TB Tampa Bay • #43 • Age: 28
With a 3-for-4 performance Sunday, Ramirez is 9 for 21 (.429) with a home run in five games since returning from a fractured thumb, picking up right where he left off in July. Altogether, he's batting .407 (33 for 81) in his past 21 games, but with only two home runs, which limits his utility in Fantasy. Still, there's a place for a genuine batting average standout, which Ramirez may be with his low strikeout rate and up-the-middle approach. Statcast has him in the 98th percentile for expected batting average, after all. The Rays seem pretty committed to playing him, too, having sat him only once since his return.
STL St. Louis • #21 • Age: 25
Nootbaar deserves kudos for his play over his past 32 games, during which he's batting .322 (29 for 90) with five homers, two steals, a 1.064 OPS and several more walks (23) than strikeouts (16). The Cardinals have taken notice, no longer sitting him against left-handed pitchers and even batting him leadoff against righties. It's from that spot that he went 1 for 3 with two walks and a homer Sunday, capping a four-game stretch in which he went 6 for 12 with two homers and seven walks compared to one strikeout. He's a fine hot-hand play for the Cardinals' eight-game week beginning Monday, but you may find that he's useful even beyond that, particularly in points leagues.
Jake Fraley LF
CIN Cincinnati • #27 • Age: 27
Fraley, you may remember, actually got some sleeper mentions after coming over from the Mariners in the Jesse Winker trade. He always showed good on-base skills while contributing some stolen bases in Seattle, and his home/away splits suggested a park upgrade could be transformative. Well, after a sputtering start and a lengthy absence for a knee injury, it all seems to be coming to fruition now. The 27-year-old had a huge performance Sunday, reaching five times, including thrice on walks, while homering for the fourth time in six games. In all, he's batting .357 (20 for 56) with six homers and one steal since coming off the IL, walking as many times as he's struck out (10). He also started against the last left-hander the Reds faced, which may be a sign that they're beginning to believe as well.

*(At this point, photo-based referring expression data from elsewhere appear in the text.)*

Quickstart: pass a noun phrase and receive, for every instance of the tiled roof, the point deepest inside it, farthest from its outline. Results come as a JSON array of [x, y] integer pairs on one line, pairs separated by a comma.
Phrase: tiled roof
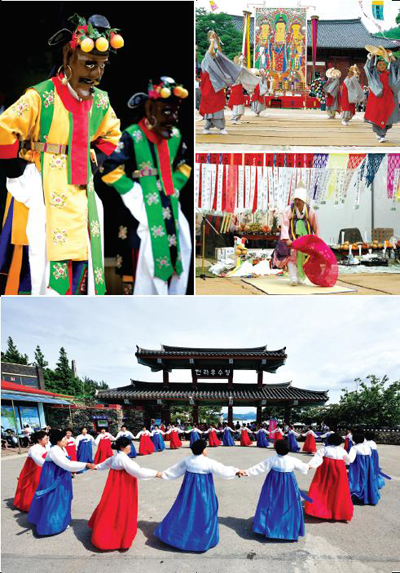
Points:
[[179, 351], [209, 391], [346, 34]]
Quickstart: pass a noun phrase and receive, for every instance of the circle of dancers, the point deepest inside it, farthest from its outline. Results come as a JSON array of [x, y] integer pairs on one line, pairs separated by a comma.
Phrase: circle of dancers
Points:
[[45, 490]]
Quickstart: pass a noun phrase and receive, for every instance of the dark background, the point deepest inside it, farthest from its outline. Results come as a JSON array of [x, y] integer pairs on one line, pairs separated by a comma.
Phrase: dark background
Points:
[[159, 40]]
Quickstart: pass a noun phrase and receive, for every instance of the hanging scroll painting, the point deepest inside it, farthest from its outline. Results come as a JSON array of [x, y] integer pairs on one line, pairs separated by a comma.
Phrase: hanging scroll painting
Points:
[[281, 47]]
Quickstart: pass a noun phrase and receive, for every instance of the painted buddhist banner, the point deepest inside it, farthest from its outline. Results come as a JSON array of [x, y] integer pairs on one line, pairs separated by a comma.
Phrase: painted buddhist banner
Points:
[[281, 47]]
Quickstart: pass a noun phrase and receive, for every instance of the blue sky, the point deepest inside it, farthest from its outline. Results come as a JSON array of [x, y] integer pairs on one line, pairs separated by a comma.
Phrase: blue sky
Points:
[[329, 340]]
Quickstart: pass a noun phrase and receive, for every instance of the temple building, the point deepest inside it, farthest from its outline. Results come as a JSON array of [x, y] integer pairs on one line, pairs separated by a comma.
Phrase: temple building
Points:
[[212, 382]]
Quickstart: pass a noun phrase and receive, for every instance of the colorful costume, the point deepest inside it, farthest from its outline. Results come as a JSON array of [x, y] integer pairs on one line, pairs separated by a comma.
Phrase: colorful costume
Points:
[[192, 522], [279, 513], [329, 488], [382, 109], [362, 477], [52, 235], [104, 451], [50, 509], [29, 477], [149, 172], [114, 521]]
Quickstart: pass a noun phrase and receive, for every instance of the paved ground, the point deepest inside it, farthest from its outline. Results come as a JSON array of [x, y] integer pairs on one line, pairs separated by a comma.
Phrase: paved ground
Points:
[[286, 128], [369, 544]]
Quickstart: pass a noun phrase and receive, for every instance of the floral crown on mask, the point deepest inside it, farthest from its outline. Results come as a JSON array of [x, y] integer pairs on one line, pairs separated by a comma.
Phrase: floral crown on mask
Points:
[[93, 35]]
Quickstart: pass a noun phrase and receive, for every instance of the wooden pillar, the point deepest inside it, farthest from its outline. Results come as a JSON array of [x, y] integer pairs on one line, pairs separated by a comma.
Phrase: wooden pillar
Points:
[[195, 414], [230, 415]]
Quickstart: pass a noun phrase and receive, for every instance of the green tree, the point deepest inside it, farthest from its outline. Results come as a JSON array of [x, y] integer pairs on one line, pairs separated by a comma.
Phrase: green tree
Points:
[[223, 25], [39, 358], [62, 380], [13, 355]]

WAS Washington • #36 • Age: 27
Having spent six years in the Marlins organization before briefly dropping out of baseball in 2020, Garrett finally broke through as a 26-year-old for the Diamondbacks' Triple-A affiliate this year, earning a call-up last week. He's played more than expected so far, starting four of the team's five games since arriving and collecting multiple hits in three of them. The exit velocities have been consistently high and the strikeouts haven't presented a problem, but of course, we're talking about a tiny sample. Still, as lacking as the outfield has been this year, Garrett is already worth a look in leagues that require five of them, such as standard Rotisserie. If his Triple-A numbers are any indication, he's capable of contributing both power and speed.